Pedro Delgado Alves, que esteve entre os quatro deputados do PS que votaram contra a ida de Marcelo Rebelo de Sousa ao Qatar, para assistir ao jogo da seleção nacional frente à do Gana, lamentou aquilo que descreveu como “um problema de futebolização da sociedade” e fez questão de sublinhar que em causa não estava uma deslocação presidencial com fins diplomáticos.
“Estamos a falar de uma ida ao futebol – é uma atividade lúdica e não de Estado.

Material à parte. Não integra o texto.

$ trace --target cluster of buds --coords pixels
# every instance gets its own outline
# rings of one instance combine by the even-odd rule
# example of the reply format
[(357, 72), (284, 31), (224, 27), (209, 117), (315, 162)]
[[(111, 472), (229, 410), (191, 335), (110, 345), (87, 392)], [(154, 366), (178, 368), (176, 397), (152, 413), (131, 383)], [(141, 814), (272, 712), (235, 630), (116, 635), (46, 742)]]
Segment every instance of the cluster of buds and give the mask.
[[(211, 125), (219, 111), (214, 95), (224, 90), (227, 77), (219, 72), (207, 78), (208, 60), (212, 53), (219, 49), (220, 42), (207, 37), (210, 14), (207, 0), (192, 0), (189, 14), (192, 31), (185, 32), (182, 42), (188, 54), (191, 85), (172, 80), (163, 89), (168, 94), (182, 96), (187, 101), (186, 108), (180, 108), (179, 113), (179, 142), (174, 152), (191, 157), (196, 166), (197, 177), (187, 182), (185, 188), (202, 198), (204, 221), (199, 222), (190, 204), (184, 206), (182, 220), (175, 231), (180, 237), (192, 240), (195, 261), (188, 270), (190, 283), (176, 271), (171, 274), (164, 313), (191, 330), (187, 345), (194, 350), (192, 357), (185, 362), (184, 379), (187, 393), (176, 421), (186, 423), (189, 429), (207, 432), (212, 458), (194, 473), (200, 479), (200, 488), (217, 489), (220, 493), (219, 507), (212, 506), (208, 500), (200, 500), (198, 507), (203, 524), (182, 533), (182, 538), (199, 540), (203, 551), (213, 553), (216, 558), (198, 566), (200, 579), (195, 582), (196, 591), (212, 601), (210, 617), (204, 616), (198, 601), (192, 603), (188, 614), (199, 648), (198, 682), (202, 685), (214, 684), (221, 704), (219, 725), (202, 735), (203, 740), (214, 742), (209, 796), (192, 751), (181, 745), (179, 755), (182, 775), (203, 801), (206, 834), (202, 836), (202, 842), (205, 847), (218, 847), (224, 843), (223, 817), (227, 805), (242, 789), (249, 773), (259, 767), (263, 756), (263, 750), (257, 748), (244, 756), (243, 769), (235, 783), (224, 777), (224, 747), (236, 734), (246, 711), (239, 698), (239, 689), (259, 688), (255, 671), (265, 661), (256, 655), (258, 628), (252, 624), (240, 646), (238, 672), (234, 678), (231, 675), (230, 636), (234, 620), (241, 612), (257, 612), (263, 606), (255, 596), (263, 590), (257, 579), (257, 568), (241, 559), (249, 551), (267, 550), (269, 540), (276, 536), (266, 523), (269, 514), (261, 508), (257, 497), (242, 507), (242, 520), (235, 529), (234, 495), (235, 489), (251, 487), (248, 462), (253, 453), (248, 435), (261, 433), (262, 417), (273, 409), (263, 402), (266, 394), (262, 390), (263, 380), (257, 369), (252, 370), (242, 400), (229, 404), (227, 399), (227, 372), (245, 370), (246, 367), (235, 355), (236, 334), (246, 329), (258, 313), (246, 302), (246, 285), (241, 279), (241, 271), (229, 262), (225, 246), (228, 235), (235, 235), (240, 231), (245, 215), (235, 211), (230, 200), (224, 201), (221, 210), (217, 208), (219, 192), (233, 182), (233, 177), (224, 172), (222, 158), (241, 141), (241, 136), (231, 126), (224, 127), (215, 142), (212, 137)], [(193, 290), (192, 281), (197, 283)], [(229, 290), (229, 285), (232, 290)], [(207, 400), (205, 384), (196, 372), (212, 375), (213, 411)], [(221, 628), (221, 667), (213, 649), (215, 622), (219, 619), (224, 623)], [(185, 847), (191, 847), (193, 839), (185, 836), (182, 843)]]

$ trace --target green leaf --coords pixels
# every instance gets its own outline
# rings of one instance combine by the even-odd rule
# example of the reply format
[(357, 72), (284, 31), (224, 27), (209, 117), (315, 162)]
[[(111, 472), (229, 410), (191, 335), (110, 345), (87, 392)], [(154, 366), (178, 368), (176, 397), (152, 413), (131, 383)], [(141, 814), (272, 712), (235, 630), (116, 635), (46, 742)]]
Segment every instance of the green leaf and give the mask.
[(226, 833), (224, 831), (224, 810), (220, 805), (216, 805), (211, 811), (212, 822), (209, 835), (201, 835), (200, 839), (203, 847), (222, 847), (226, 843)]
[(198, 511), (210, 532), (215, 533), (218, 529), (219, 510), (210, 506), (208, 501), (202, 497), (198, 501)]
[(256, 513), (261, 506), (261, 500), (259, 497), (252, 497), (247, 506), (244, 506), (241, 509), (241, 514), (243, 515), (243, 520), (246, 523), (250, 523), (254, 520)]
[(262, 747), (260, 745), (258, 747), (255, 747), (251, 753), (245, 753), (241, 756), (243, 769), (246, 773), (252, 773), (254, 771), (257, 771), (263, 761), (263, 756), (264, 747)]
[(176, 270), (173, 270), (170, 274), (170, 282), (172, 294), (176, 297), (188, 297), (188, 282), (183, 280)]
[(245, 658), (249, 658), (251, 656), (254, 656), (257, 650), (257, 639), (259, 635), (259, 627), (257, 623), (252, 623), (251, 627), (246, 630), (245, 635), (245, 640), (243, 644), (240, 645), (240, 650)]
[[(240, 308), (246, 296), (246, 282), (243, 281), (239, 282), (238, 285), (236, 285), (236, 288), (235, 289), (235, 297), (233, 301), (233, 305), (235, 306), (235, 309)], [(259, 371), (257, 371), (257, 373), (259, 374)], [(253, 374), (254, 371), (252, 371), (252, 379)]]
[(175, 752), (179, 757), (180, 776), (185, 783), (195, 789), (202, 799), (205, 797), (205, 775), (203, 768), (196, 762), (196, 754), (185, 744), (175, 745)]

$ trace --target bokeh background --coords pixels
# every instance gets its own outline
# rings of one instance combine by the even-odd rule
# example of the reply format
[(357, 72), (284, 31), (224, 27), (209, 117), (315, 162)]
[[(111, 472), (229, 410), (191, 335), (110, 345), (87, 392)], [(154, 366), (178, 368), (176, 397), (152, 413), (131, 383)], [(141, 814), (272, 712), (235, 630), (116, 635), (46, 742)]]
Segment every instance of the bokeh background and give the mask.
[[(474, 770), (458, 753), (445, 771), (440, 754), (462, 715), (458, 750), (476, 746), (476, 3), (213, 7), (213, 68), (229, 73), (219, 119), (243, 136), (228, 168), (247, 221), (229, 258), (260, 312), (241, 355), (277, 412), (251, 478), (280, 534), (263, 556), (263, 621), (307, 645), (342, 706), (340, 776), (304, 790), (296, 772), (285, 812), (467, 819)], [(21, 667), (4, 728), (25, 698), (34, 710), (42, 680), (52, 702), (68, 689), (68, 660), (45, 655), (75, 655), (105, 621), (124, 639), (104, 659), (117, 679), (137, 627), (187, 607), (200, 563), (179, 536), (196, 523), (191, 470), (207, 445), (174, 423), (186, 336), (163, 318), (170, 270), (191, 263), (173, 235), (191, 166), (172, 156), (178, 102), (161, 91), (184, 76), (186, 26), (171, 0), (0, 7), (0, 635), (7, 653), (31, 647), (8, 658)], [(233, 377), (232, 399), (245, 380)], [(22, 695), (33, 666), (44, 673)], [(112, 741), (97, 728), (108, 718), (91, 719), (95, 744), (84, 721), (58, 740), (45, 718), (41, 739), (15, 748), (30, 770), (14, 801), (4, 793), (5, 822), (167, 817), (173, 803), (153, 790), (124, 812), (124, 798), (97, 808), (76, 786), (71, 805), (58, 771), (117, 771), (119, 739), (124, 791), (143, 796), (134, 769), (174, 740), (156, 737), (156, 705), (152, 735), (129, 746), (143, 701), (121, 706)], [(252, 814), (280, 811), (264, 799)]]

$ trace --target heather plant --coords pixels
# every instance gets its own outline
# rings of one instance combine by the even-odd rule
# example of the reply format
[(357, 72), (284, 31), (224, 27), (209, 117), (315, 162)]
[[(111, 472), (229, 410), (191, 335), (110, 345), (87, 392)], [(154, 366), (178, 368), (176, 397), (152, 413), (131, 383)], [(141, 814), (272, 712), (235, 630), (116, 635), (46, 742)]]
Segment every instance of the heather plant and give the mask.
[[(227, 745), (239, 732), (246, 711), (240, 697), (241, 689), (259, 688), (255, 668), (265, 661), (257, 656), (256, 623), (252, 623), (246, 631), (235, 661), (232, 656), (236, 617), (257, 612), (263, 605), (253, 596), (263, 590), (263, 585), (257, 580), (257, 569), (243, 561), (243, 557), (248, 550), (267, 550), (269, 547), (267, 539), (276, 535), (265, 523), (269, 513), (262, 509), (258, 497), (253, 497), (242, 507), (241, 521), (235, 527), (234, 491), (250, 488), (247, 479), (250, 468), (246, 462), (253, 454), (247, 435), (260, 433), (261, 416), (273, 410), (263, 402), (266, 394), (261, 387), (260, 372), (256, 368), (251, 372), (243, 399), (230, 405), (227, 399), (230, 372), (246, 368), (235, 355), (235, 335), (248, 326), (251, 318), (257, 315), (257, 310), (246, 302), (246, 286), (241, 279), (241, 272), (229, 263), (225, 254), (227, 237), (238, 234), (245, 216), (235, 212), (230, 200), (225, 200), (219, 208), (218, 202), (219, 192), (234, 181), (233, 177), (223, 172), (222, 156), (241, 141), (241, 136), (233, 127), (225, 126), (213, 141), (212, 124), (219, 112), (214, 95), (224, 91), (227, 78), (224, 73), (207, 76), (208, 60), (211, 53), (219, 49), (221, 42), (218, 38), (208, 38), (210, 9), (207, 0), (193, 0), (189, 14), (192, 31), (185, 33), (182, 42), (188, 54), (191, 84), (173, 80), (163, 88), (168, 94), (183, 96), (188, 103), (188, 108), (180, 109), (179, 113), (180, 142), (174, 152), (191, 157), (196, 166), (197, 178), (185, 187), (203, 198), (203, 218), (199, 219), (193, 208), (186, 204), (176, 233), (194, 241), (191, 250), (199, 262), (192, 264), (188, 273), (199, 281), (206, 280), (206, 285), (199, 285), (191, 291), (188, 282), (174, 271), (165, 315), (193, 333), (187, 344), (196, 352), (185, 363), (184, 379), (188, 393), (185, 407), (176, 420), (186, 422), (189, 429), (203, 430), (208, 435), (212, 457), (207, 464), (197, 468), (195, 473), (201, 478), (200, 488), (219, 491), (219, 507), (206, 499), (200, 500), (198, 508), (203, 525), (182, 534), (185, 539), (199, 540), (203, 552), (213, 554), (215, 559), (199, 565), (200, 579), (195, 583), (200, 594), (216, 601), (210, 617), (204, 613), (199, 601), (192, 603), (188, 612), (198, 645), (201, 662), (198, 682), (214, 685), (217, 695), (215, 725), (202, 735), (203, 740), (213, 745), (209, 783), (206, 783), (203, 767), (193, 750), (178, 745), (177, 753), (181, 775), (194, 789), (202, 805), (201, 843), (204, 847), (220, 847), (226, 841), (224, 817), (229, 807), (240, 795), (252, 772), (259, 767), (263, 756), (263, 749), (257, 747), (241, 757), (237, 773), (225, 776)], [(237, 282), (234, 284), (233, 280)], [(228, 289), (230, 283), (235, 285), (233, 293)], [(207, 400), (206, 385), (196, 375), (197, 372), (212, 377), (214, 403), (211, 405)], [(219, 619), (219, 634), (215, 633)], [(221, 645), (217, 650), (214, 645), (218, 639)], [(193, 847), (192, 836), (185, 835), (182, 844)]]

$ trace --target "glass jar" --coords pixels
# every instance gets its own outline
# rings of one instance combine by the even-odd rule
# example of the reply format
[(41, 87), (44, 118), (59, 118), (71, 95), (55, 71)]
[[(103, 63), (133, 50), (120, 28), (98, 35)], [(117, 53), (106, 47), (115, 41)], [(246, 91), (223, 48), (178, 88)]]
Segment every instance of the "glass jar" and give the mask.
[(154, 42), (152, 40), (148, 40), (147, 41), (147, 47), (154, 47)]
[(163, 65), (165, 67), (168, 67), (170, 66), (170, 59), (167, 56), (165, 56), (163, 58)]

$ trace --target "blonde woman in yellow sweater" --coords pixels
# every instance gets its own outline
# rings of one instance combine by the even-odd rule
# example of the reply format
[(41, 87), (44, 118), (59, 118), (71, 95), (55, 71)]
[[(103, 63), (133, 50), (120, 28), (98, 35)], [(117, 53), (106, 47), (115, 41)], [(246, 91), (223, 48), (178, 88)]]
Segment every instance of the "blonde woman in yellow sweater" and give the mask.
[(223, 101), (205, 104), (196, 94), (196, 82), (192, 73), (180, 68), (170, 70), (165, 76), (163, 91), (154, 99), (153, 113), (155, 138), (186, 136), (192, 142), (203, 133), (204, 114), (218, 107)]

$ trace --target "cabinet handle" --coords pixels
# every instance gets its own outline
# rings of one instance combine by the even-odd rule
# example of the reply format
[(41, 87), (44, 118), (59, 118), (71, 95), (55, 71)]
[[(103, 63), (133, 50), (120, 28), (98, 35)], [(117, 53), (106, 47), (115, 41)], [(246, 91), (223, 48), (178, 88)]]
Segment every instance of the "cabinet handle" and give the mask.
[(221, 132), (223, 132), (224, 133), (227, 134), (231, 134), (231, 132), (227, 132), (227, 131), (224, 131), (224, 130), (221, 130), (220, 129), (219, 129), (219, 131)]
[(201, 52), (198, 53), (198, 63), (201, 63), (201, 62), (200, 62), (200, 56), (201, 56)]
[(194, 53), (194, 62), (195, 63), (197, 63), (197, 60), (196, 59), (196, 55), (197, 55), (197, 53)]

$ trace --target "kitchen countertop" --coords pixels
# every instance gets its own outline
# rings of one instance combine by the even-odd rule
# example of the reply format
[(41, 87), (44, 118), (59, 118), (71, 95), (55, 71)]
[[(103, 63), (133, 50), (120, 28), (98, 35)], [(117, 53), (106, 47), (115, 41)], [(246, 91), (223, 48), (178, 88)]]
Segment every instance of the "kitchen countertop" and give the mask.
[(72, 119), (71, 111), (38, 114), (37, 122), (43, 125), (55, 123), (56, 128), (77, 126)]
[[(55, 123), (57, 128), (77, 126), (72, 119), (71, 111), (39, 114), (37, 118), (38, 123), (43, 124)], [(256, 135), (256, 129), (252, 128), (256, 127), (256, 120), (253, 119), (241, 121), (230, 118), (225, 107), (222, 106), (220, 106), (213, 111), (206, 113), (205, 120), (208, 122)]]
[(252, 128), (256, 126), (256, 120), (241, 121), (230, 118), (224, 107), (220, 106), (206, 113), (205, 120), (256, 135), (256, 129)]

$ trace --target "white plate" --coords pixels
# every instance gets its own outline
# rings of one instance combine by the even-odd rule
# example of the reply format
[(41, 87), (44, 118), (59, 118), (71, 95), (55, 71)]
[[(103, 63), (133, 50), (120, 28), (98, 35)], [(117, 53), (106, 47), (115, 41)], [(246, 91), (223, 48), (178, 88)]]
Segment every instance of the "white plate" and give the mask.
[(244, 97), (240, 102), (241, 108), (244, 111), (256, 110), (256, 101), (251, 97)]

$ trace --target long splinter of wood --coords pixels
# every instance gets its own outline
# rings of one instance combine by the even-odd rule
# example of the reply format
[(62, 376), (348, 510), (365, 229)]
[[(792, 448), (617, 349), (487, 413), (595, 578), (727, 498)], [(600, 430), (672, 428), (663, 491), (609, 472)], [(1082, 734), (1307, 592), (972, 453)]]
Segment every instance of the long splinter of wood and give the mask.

Uma ida a um evento de onde temos relatos de falhas gravíssimas, de exploração de trabalhadores, de muitos milhares de mortes – nas estimativas mais conservadoras”, disse, revelando que “muitas pessoas disseram que se sentiram representadas” com o seu voto.
“Por muito que fosse uma autorização formal, foi a oportunidade que se abriu para poder expressar e ficar registado, que nesta circunstância, não poderíamos ter ignorado o assunto. Não está em causa a valorização da seleção nacional e o trabalho que os jogadores lá vão fazer; não é sequer uma atitude hostil ao futebol . É sobre tudo o resto externo às quatro linhas, mas que instrumentaliza as quatro linhas para outros fins”, apontou.